Plaintiff also broadly refers to Defendants Ardery and Laclera and appears to attempt to tie them to such conduct. (Id.) Additionally, Plaintiff’s health issues are “getting worse” because “there [sic]

not getting [him] to an out side [sic] hospital to find out the problem in [his] body and what damage [the medication did] on [his] heart.” (Id.) Finally, although he was placed in the infirmary for observation on May 23, 2022, he was “kicked out” the following day, even though he had told Defendant Laclera and “the nurses” that

he was still experiencing shortness of breath, chest pains, neck pains, dizziness, and issues with his balance. (Id.) As a result of the foregoing, Plaintiff claims that the “DOC violated the Policy

Cod[e] of Ethics 13.02.01 Access to Health Care[.]” (Id. at 6.) He also claims a violation of the Cruel and Unusual Punishment Clause of the Eighth Amendment to the United States Constitution for “not telling [him] and showing [him] the side

effects of the medication that was prescribe[d] to [him].” (Id.) As for relief, he seeks: compensation for the “damage” to his mental and physical health; to be taken to a hospital; and for the “medical staff” to stop lying to him about the side effects

of the medications that they are prescribing him. (Id.) II. LEGAL STANDARD In order to survive a motion to dismiss under Rule 12(b)(6) of the Federal Rules of Civil Procedure, “a complaint must contain sufficient factual matter,

accepted as true, to ‘state a claim to relief that is plausible on its face.’” See Ashcroft v.
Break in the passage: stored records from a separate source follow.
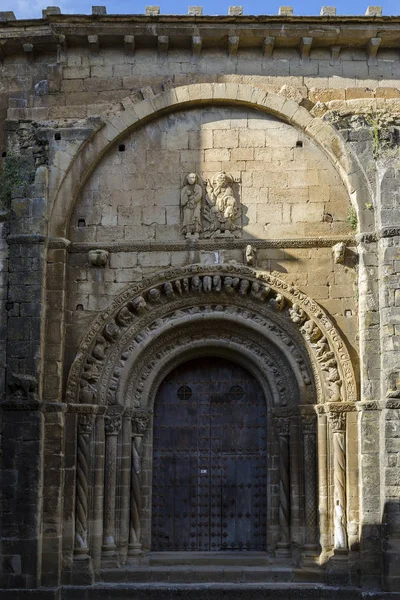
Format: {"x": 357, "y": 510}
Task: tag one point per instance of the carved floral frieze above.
{"x": 158, "y": 295}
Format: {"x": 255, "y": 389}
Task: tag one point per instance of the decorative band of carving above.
{"x": 366, "y": 238}
{"x": 28, "y": 404}
{"x": 54, "y": 407}
{"x": 389, "y": 232}
{"x": 140, "y": 422}
{"x": 160, "y": 292}
{"x": 113, "y": 420}
{"x": 393, "y": 403}
{"x": 82, "y": 409}
{"x": 368, "y": 405}
{"x": 219, "y": 244}
{"x": 337, "y": 415}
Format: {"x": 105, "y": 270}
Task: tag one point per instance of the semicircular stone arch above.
{"x": 129, "y": 116}
{"x": 301, "y": 337}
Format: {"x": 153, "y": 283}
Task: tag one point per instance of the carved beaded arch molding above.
{"x": 179, "y": 306}
{"x": 128, "y": 115}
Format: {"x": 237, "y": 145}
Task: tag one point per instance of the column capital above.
{"x": 140, "y": 422}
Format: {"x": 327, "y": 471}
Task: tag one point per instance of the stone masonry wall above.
{"x": 130, "y": 206}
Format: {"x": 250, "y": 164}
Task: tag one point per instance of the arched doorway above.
{"x": 209, "y": 459}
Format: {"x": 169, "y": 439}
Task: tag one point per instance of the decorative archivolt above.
{"x": 147, "y": 310}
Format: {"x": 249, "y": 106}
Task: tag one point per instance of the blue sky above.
{"x": 33, "y": 8}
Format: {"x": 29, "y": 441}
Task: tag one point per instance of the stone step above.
{"x": 211, "y": 574}
{"x": 251, "y": 559}
{"x": 216, "y": 591}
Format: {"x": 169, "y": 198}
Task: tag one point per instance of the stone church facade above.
{"x": 200, "y": 373}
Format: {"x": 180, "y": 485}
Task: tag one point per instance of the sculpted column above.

Iqbal, 556 U.S. 662, 678 (2009) (quoting Bell Atlantic Corp. v. Twombly, 550 U.S. 544, 570 (2007)). And a claim is plausible on its face when the complaint

contains “factual content that allows the court to draw the reasonable inference that the defendant is liable for the misconduct alleged.” See Iqbal, 556 U.S. at 678 (citing Twombly, 550 U.S. at 556). When considering a Rule 12(b)(6) motion, the court “accept[s] as true all well-

pled factual allegations in the complaint and all reasonable inferences that can be drawn from them.” See Taksir v. Vanguard Grp., 903 F.3d 95, 96-97 (3d Cir. 2018) (citation and internal quotations omitted). The court also construes the factual

allegations “in the light most favorable to the plaintiff[.]” See In re Ins.